8. Work experience is a definite bonus and I would suggest to recruiters that you are happy to gain some work experience at a large institution. It may not be paid, but you'll get to know people and applying for a job at that firm will come with a referral (if you perform well!). Don't do unpaid internships forever (i.e longer than 9 months) unless you want to work for NGOs or charities (or you're very wealthy!)
9. Milkround forms - Be prepared to answer tedious questions which have no relation to the work you will be doing. These questions are simply comprehension exercises that require you to do some research (internet, news and company intranet) and write a short punchy summary answer. Its best to try and write a longer answer and then adapt it to fit into the word count limit specified.
10. Cover letters - if required, these are again a chance to highlight some research you've performed on the company along with your change to show off your ability to write English prose. Most of the cover letters I've read are vacuous identical drivel so I'm not sure how anyone uses this as a gauge of ability except for spelling and grammatical mistakes. MAKE SURE YOU DO NOT HAVE SPELLING MISTAKES ON APPLICATIONS, COVER LETTERS OR CV's! A paragraph on you, another one on the firm, what excites you about its work and what makes you right for the role and finally a summary of the reason you're applying.

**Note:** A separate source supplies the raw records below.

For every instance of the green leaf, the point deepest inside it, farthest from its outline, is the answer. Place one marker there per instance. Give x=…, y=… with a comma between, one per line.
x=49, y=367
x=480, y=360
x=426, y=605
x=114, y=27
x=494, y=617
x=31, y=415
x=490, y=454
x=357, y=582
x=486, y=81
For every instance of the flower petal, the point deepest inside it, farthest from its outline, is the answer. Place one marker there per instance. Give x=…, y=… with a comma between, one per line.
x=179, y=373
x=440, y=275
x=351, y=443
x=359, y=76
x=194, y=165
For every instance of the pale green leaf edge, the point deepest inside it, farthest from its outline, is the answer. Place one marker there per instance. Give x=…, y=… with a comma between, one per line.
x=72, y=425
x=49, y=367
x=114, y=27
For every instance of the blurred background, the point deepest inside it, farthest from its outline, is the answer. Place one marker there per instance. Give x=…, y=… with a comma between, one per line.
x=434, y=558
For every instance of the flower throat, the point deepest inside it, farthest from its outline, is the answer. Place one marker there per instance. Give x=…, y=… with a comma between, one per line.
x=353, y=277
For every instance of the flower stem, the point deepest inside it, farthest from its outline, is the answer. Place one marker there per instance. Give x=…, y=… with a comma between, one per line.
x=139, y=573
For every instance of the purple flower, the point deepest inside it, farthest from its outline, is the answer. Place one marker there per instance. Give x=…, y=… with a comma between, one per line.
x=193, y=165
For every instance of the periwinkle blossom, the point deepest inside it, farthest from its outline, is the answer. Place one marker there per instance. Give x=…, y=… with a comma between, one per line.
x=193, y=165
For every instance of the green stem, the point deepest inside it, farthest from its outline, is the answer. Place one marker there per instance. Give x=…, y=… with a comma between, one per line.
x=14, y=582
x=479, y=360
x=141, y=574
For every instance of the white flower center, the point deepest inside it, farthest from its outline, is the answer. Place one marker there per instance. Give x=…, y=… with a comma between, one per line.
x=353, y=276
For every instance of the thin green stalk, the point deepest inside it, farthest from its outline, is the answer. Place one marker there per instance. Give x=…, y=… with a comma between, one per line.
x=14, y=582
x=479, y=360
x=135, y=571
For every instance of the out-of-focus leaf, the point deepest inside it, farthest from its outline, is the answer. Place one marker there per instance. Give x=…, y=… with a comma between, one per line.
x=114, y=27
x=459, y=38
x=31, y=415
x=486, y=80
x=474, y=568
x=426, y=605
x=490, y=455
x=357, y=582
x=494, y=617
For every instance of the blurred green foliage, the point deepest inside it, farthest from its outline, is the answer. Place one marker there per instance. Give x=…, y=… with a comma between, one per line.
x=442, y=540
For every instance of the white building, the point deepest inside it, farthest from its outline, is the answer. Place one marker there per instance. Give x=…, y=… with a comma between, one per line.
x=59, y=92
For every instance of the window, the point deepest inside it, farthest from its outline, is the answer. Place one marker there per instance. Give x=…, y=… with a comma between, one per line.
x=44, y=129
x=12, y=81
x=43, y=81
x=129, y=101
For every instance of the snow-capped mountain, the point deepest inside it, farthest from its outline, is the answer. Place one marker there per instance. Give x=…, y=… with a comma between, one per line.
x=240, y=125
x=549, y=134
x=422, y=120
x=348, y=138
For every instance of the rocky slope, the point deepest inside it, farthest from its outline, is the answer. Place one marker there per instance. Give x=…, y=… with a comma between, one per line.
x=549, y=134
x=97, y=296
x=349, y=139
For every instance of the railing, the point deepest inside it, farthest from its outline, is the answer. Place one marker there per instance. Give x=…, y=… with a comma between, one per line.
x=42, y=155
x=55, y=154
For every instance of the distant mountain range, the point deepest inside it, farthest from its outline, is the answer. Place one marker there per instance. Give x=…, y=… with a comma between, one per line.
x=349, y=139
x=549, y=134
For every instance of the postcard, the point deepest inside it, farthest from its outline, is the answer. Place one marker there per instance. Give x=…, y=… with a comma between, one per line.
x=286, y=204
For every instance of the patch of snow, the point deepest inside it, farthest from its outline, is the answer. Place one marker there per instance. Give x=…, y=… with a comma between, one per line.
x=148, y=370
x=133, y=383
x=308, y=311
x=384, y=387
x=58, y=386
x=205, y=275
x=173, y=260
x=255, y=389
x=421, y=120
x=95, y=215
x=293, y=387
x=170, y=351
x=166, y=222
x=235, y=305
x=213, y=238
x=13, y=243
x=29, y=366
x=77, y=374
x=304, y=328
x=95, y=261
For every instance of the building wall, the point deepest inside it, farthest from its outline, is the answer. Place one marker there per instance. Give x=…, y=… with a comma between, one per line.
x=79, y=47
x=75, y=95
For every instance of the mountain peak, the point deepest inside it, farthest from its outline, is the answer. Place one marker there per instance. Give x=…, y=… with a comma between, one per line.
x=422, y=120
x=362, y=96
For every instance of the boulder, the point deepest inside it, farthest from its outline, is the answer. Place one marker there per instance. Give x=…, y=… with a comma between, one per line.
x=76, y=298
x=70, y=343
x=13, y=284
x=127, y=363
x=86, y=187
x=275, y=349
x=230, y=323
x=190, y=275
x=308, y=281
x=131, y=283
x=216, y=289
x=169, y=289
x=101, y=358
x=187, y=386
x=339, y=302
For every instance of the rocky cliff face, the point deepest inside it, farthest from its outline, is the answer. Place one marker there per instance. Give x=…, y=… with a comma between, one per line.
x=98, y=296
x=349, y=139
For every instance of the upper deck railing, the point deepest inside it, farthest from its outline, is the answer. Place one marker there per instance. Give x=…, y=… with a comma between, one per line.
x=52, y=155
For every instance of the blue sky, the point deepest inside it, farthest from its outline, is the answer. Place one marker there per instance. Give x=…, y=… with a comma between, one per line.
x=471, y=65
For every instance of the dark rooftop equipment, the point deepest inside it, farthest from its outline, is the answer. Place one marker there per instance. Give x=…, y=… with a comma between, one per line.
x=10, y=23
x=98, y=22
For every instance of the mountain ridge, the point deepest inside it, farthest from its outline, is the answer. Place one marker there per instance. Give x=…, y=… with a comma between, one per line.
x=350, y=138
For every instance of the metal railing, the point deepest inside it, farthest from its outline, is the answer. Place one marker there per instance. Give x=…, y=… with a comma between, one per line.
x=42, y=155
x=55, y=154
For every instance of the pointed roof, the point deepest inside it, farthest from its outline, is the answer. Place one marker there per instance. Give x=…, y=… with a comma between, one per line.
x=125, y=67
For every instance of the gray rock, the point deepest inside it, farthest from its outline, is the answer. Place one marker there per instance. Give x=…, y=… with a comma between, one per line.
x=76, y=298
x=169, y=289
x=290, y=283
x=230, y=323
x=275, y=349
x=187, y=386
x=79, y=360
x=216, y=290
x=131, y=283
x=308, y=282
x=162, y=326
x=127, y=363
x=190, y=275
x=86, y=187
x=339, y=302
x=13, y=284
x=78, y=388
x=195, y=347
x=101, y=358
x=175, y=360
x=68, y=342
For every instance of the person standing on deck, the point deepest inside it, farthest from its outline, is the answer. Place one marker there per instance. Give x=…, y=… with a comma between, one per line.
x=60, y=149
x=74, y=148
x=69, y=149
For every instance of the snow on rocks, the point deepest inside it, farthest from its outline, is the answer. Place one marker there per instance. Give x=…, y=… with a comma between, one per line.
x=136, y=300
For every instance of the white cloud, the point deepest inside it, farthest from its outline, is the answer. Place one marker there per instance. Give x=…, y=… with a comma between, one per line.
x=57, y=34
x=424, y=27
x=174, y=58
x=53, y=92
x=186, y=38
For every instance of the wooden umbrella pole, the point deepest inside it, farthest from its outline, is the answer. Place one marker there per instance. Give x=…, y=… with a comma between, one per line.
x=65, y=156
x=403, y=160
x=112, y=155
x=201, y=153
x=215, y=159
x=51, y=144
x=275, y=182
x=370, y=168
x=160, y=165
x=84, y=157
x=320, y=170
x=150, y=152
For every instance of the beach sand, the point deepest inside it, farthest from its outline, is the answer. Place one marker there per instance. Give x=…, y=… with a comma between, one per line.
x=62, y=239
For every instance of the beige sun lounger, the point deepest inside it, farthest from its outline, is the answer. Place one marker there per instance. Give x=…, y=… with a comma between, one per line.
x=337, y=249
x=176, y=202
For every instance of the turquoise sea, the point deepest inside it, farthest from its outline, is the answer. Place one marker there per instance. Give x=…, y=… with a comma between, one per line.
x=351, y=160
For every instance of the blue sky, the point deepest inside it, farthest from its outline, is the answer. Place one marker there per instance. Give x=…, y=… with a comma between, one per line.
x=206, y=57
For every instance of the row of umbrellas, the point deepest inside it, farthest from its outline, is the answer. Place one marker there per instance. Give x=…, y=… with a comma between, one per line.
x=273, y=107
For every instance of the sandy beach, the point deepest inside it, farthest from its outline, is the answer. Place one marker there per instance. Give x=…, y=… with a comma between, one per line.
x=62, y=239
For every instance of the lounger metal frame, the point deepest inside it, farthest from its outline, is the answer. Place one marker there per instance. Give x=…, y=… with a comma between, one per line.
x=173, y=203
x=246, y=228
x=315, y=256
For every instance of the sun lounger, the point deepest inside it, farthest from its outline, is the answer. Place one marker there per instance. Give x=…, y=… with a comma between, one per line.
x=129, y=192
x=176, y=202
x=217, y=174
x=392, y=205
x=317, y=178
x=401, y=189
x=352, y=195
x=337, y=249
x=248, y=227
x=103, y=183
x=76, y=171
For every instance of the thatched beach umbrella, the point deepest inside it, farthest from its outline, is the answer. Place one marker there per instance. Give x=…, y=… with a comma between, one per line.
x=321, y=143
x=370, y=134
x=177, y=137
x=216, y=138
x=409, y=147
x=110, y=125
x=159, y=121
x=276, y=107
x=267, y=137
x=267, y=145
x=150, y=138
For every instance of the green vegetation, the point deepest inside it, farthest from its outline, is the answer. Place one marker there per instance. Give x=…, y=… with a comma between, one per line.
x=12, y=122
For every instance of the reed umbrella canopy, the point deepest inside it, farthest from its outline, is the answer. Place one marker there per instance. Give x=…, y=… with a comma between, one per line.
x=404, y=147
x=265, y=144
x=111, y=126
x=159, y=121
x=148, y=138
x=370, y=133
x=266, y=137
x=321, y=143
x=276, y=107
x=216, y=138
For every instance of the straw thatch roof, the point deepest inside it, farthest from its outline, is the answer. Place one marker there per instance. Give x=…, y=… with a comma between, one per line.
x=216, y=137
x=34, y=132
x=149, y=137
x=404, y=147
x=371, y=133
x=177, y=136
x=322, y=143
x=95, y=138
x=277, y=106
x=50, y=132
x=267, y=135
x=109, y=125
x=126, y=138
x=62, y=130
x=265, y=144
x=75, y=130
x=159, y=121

10. Take a look at The Times Top 100 employers to see who you'd like to work for and which industry you think fits with you best. Unless you're going into a profession e.g legal, medicine, army - most jobs revolve around communicating ideas, time management for task completion and IT work.
Thats it - hope that gives you some ideas of how to begin looking for a job and getting to an interview stage. I'll write another article dealing with interviews at a later stage. Good Luck!